Personal information
- Born: May 5, 1980 (age 45) Los Angeles, California, U.S.
- Height: 5 ft 7 in (1.70 m)
- Weight: 185 lb (84 kg)

Career information
- College: Arkansas State

Career history
- 2006–2008: Saskatchewan Roughriders
- 2009: Winnipeg Blue Bombers

Awards and highlights
- Grey Cup champion (2007); Grey Cup MVP (2007); CFL West All-Star (2007);

= James Johnson (Canadian football) =

American gridiron football player (born 1980)

James Johnson (born May 5, 1980) is an American former professional football player.

Johnson did not play high school football. He started playing for West Los Angeles Junior College, but was not given any equipment until he made the team as a defensive back, after being switched from running back. Arkansas State University then gave him a scholarship.

Johnson was signed as a free agent by the Saskatchewan Roughriders in 2006, and dressed for a total of 15 games, starting seven at cornerback. His college coach had sent a videotape to former Riders general manager Roy Shivers. "My college coach gave Mr. Shivers a call," said Johnson. "Mr. Shivers didn't really get a chance to see any tape on me, so he decided he was just going to bring me to camp. If I didn't perform he was going to send me home right away. I probably had the best training camp since my first year playing."
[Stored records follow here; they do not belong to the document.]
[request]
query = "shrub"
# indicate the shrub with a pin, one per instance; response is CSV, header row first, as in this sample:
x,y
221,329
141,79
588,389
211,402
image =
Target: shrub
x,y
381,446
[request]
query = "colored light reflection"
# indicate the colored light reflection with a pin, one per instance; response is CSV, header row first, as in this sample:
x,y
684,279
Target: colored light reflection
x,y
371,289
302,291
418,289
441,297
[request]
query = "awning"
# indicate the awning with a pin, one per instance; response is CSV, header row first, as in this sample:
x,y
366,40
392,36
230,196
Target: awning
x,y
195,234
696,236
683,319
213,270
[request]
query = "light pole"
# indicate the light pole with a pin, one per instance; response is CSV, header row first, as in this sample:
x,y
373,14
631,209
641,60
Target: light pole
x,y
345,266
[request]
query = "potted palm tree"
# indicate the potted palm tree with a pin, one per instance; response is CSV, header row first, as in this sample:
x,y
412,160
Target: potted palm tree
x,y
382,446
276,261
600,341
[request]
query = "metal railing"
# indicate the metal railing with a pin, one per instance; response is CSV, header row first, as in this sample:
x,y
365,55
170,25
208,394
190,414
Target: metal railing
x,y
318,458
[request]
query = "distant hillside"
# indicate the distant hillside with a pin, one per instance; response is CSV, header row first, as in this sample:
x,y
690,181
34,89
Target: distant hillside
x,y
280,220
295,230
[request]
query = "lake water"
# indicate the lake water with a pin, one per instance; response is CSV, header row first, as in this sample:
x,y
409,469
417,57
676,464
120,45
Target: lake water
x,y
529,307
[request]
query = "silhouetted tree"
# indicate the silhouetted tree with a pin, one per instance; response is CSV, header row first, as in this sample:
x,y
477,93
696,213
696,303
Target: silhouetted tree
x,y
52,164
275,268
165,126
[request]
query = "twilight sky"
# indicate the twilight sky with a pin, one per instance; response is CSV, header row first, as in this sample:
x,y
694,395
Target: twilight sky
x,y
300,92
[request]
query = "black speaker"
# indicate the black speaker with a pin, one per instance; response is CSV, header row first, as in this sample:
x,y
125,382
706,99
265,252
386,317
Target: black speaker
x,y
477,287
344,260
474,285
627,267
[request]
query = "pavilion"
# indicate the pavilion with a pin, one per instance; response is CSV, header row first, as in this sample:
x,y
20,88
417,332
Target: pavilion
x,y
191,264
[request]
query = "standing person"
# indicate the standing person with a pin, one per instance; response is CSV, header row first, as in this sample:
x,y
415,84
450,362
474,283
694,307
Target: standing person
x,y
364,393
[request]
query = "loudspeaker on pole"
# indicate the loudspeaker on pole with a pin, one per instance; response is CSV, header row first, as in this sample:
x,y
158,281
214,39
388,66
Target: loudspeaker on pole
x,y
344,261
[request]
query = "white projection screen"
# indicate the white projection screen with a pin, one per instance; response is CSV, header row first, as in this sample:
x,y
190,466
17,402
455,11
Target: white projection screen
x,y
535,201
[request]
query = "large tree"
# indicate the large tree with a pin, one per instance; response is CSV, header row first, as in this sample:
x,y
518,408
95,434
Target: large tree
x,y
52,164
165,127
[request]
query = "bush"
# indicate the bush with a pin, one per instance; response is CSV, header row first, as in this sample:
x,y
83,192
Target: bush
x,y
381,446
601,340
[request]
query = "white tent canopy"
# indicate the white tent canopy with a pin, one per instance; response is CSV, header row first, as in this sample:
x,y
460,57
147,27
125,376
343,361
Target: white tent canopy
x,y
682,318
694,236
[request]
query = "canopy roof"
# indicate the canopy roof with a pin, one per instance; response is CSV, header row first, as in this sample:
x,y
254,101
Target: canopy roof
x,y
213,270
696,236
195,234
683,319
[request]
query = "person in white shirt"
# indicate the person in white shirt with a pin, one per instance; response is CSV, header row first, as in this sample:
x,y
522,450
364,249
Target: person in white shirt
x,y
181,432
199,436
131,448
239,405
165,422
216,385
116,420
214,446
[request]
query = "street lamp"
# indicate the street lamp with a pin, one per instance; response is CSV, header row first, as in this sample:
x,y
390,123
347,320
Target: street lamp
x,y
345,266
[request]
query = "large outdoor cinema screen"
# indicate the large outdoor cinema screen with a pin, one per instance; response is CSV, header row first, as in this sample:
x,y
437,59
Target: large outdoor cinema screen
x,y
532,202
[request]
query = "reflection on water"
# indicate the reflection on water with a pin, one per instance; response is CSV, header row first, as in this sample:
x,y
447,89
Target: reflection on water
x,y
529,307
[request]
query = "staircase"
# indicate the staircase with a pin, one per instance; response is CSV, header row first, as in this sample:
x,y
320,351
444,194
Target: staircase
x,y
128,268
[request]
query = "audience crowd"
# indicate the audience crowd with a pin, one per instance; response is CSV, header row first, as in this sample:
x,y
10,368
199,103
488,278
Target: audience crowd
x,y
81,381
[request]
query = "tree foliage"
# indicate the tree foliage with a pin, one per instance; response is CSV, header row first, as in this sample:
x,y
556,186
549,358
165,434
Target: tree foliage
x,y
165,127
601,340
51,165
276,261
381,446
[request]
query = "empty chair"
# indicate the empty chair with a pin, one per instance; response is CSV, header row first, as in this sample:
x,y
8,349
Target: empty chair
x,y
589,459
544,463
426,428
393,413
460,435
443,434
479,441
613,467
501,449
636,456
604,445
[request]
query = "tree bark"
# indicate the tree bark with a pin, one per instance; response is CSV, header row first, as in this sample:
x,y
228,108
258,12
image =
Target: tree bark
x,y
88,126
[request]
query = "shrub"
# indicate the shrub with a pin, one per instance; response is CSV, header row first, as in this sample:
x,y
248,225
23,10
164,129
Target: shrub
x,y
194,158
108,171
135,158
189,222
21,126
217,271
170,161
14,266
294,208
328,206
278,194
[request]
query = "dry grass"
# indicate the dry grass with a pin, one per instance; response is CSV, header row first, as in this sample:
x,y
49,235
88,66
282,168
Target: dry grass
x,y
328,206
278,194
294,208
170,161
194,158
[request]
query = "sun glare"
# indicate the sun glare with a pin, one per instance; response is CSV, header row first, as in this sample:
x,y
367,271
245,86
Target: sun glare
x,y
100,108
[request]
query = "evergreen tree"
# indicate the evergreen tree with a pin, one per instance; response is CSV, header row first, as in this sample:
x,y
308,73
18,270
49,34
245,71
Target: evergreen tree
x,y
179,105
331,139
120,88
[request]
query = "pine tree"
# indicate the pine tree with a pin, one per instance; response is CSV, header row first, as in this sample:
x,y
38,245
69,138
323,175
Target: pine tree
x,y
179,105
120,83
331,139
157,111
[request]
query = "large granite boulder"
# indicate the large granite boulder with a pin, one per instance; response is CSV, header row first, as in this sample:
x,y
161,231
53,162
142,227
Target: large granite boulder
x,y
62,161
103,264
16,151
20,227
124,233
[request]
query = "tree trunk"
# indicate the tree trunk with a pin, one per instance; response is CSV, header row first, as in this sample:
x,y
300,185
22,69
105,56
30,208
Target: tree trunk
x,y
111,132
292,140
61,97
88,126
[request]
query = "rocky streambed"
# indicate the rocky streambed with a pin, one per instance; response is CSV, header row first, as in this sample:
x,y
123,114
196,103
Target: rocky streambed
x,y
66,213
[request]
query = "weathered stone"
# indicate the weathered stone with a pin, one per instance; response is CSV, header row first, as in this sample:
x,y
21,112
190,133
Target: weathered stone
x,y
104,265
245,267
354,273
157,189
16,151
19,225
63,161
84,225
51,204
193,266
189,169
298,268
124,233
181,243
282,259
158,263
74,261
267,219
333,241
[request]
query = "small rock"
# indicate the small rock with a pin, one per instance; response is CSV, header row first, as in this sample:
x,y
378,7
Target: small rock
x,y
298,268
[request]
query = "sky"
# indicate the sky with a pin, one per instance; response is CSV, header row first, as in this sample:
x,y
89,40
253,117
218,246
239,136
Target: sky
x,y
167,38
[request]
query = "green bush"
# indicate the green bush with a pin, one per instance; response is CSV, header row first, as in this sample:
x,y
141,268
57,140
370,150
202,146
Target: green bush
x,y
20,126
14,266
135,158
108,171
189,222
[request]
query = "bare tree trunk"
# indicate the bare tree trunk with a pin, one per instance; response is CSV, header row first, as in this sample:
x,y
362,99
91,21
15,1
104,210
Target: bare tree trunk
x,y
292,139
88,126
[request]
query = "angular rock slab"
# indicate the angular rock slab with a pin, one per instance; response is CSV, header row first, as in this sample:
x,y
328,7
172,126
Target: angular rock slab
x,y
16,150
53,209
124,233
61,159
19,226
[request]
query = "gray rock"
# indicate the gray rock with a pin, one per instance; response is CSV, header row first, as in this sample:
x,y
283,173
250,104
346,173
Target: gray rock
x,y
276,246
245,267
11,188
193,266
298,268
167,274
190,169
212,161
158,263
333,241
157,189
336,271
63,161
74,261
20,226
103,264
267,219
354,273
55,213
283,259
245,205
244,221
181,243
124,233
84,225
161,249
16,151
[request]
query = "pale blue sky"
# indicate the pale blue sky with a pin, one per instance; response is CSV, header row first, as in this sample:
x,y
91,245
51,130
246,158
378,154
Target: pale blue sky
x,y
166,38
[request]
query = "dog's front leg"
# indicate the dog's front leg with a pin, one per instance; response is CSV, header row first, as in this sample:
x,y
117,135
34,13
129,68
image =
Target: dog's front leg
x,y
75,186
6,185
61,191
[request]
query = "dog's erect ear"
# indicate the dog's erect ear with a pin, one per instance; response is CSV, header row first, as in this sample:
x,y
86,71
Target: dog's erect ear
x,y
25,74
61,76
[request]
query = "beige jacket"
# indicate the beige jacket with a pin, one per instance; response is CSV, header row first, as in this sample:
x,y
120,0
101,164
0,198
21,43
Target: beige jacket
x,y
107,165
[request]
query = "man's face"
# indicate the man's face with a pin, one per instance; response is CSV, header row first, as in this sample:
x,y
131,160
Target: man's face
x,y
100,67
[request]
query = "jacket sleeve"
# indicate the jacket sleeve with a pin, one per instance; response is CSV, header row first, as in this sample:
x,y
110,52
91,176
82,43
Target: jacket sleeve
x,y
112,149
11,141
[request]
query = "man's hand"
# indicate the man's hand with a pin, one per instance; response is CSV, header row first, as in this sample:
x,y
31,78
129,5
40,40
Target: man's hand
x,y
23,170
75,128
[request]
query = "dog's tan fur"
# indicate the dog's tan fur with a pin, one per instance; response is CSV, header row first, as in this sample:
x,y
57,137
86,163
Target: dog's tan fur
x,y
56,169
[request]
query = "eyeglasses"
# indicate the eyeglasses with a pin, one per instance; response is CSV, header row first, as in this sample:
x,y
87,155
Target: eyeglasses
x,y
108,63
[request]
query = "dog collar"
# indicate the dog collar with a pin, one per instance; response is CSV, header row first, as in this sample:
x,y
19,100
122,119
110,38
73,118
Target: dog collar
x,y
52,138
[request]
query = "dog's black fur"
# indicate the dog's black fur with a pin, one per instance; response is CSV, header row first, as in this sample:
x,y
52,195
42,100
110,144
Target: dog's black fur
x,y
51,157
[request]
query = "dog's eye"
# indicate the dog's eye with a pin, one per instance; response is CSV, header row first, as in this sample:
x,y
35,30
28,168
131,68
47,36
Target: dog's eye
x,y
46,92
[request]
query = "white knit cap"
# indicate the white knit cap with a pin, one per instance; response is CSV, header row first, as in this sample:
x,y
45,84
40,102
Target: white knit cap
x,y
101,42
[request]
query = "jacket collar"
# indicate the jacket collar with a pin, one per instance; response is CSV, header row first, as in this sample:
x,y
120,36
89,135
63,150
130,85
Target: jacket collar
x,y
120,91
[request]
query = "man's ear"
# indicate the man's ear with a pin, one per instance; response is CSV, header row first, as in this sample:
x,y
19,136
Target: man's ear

Johnson was named the Most Valuable Player of the 95th Grey Cup on Nov 25, 2007 after intercepting a record three passes, including one for a 30-yard touchdown. His defensive efforts helped lead the Roughriders to a 23–19 victory over their CFL Prairie rival Winnipeg Blue Bombers. It was the first time since 1994 that a defensive player was awarded the Grey Cup's top individual title. Johnson received a $10,000 bonus in cash for his efforts.

"I could never imagine this. That's the first time I've ever had three interceptions in a game."

It was only the Roughriders' third national football championship in 15 Grey Cup appearances.

On February 16, 2009, Johnson was traded to the Winnipeg Blue Bombers in exchange for a draft pick in the 2011 Canadian College Draft.

Johnson became a free agent on February 15, 2010.